LAGOS (AA): Nigeria’s worsening security situation is caused by increasing poverty rate, inadequate manpower and a large swath of ungoverned spaces that criminal gangs have long occupied, according to security experts in the country. “A lack of persistent government control for the past decade has ensured that these (bandits) are now unchallenged,” Fulan Nasrullah, executive director of the Conflict Studies and Analysis Project at Global Initiative for Civil Stabilization (GICS), a security think-tank, told Anadolu Agency.

Nasrullah said the lack of effective policing of the countryside has created a vacuum and led to armed groups and criminal gangs taking over villages and carving out territories. “Kidnapping, rural banditry, cattle rustling and extortion from miners and communities are fuelling the groups,” he added.

Nigeria’s northwest has come under intense attacks by armed groups staging high-profile kidnapping and raids on local communities with hundreds being killed in the process.

Police said last week that 1,071 persons have been killed and 685 others kidnapped in Nigeria since January, most of them from the country’s northwest where armed gangs have been on the rampage. Quoting figures from the Global Initiative for Civil Stabilization (GICS), Nasrullah said at least two persons are abducted in the region every day. “The crisis first began in 2008 as cattle rustling, which has gradually expanded over the years into rural banditry in which they attack communities and steal and burn,” he said.

“From 2015, it has slowly evolved into a kidnapping campaign, with roads now unsafe to use, and tens of thousands of dollars being paid as ransoms per victim,” he added. Freedom Onuoha, a counterinsurgency expert, said the crisis exposes the “breakdown” of socioeconomic and security structure of the country. “Nigeria is increasingly witnessing the widening of the gap between the haves and the have-nots. Those who are deprived of economic opportunities are accessing livelihood through criminality,” he told Anadolu Agency.

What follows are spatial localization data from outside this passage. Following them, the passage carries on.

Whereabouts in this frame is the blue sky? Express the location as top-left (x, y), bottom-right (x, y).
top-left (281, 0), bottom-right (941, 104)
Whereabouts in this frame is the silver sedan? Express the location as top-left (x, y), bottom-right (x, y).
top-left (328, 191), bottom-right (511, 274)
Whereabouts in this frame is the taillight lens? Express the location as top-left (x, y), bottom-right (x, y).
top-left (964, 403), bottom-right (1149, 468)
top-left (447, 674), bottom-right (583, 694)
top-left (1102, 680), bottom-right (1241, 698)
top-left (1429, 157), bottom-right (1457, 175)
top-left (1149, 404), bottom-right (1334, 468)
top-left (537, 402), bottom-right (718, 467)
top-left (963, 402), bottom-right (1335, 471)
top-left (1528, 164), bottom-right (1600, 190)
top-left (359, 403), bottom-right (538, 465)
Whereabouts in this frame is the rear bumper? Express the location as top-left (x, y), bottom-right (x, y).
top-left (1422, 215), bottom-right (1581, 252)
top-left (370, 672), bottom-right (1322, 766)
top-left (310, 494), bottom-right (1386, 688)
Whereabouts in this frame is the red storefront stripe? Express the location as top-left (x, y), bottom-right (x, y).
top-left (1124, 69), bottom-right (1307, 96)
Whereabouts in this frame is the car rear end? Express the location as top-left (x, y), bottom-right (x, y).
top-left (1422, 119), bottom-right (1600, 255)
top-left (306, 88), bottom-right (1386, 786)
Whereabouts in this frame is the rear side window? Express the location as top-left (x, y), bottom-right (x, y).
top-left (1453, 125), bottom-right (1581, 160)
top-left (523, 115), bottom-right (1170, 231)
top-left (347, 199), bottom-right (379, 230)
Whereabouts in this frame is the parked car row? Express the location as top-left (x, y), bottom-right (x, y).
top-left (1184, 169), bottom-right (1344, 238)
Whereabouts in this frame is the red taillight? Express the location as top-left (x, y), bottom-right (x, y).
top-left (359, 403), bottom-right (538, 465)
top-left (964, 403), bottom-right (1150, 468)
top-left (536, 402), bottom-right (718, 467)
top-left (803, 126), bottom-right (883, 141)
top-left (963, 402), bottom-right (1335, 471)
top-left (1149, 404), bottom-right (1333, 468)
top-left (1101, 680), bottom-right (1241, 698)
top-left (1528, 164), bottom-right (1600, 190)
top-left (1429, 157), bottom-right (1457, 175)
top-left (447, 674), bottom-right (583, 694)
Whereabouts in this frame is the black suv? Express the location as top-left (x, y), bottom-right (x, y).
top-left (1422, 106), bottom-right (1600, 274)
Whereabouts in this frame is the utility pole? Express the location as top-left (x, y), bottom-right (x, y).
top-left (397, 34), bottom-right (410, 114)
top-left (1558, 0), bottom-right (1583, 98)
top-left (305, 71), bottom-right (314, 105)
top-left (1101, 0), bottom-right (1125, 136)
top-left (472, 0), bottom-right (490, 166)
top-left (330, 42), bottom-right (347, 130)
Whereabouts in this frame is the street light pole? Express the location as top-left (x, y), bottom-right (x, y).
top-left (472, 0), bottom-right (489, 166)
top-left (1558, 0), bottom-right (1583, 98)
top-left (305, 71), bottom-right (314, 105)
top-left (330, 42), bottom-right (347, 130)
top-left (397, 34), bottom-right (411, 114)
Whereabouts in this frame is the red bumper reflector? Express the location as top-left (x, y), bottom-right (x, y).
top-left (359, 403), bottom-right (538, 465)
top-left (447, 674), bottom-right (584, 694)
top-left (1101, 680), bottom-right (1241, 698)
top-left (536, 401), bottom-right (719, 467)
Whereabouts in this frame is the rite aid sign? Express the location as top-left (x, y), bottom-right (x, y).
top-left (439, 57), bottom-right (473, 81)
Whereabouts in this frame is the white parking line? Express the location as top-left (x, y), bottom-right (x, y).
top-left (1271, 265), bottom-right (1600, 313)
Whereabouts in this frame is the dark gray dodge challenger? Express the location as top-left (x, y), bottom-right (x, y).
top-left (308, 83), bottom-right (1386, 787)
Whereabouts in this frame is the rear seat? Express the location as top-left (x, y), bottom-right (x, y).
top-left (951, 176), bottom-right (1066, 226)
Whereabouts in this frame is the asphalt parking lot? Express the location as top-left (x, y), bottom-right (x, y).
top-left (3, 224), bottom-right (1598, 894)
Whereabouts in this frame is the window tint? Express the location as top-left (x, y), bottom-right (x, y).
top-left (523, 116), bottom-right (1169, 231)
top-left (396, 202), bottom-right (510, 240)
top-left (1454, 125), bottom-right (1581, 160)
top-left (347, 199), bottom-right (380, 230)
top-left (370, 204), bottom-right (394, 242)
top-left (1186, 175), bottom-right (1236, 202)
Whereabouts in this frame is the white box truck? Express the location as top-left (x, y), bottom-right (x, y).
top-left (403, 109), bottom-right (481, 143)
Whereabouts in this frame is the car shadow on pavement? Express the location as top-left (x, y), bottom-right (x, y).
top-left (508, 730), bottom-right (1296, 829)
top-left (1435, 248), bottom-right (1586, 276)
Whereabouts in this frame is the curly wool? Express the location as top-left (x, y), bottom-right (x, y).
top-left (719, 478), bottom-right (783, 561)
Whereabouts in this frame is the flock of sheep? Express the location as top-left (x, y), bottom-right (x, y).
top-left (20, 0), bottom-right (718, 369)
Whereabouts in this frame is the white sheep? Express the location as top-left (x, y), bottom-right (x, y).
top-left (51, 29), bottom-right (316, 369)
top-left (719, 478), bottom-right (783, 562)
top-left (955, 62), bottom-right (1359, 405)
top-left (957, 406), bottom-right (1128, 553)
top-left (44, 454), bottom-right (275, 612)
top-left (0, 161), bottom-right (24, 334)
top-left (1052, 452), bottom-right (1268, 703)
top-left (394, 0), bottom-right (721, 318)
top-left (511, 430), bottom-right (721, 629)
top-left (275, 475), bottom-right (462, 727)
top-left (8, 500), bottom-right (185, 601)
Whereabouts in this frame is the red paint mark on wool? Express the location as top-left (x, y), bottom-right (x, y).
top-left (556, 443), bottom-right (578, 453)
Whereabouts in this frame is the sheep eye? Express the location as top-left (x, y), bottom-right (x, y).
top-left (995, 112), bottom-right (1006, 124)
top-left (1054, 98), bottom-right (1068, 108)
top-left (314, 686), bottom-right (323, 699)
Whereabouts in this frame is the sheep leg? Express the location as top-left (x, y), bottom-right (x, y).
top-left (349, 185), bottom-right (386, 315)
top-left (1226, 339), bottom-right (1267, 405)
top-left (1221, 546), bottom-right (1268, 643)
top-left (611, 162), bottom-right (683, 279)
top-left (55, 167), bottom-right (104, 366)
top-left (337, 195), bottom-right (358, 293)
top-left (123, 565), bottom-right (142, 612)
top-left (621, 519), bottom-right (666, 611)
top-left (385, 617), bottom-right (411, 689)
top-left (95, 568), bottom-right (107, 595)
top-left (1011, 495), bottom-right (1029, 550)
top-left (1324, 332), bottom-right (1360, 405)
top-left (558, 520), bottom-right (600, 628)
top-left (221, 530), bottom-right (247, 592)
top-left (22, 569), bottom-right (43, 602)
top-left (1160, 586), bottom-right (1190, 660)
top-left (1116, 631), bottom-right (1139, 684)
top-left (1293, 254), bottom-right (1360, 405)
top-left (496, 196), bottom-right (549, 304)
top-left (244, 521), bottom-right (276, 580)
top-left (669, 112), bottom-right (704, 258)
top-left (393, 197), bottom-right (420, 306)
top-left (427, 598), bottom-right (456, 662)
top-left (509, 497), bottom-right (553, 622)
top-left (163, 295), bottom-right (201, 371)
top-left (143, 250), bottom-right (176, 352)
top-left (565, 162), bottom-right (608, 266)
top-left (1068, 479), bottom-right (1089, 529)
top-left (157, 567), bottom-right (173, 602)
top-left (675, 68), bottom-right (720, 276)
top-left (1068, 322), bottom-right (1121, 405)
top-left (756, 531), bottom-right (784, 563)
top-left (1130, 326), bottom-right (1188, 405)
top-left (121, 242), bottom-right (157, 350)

Onuoha said the country’s “centralized” security system is unable to cope with the complex nature of the crisis. He said the crisis is worsened by “mediocrity” in governance. “The solution would include urgent review of the basis of our national security architecture to retool it to effectively anticipate and respond to evolving security challenges,” according to him. “There is also the need to restructure some security establishments and adopt a more robust decentralized security framework,” the security expert added.

Insisting that the country is “underpoliced”, Nasrullah called for recruitment and training of more policemen “to checkmate armed gangs”. The crisis in the northwest has raised fears about possible links between the armed gangs and Boko Haram terrorist group or militias fleeing Africa’s crisis-ridden Sahel region. Nigeria’s President MuhammaduBuhari, who faces criticism for not doing enough to tackle the crisis, said on Sunday his government remains committed to ending the menace.